Each HDF5 file contains the following keys:

Key

Shape

Description

shape

(3,)

Integer array specifying grid divisions in x, y, z directions

entries

(M,)

Flattened 1D array that can be reshaped to shape

Code Example: Reading Grid Data#

import numpy as np
import h5py

def read_grid_data(filepath):
    """Read and reshape real-space grid data."""
    with h5py.File(filepath, 'r') as f:
        shape = f['shape'][:]
        entries = f['entries'][:]
  
    return entries.reshape(shape)

# Usage
charge_density = read_grid_data('charge_density.h5')

5. Force Field Properties (force.h5)#

The force.h5 file contains atom-resolved force field information.

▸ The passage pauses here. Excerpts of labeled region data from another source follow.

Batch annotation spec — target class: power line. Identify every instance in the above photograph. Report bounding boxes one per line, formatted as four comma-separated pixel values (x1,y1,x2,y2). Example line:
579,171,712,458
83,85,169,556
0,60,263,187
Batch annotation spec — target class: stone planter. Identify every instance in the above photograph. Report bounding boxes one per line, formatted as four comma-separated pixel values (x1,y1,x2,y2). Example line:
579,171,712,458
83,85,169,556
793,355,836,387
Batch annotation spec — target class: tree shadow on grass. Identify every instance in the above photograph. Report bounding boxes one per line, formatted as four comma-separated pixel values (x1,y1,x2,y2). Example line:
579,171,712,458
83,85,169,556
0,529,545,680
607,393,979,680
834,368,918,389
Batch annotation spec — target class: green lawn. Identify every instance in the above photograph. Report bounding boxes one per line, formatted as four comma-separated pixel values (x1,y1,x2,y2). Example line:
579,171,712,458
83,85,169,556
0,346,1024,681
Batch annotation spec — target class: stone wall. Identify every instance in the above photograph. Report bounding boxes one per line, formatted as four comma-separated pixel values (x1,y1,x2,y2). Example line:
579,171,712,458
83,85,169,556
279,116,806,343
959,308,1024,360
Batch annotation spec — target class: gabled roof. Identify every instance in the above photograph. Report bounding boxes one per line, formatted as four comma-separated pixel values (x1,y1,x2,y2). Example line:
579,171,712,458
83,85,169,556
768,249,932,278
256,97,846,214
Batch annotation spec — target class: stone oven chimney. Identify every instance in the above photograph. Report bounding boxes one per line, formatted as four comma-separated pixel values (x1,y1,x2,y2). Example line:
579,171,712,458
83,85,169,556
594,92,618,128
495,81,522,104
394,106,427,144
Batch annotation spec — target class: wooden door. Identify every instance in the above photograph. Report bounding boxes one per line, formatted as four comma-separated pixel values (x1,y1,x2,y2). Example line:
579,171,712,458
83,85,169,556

Each HDF5 file contains the following keys:

Key

Shape

Description

cell

(3, 3)

Lattice vectors

energy

scalar

Total energy of the system

force

(N, 3)

Forces on N atoms in x, y, z directions

stress

(6,)

Stress tensor components in Voigt notation

Code Example: Reading Force Data#

import h5py

def read_force_data(filepath):
    """Read force field data from force.h5."""
    with h5py.File(filepath, 'r') as f:
        cell = f['cell'][:] if 'cell' in f else None
        energy = f['energy'][()] if 'energy' in f else None
        force = f['force'][:]
        stress = f['stress'][:] if 'stress' in f else None
  
    return {
        'cell': cell,
        'energy': energy,
        'force': force,
        'stress': stress
    }

# Usage
force_data = read_force_data('force.h5')

Data Flow in DeepH-dock#

Understanding these formats is crucial for working with DeepH-dock:

  1. Input: DFT software outputs are converted to these standardized formats

  2. Processing: DeepH modules operate on the data using these consistent representations

  3. Output: Results are stored in the same formats for interoperability

For more detailed specifications and updates to these formats, please refer to the latest documentation and the examples/ directory in the repository.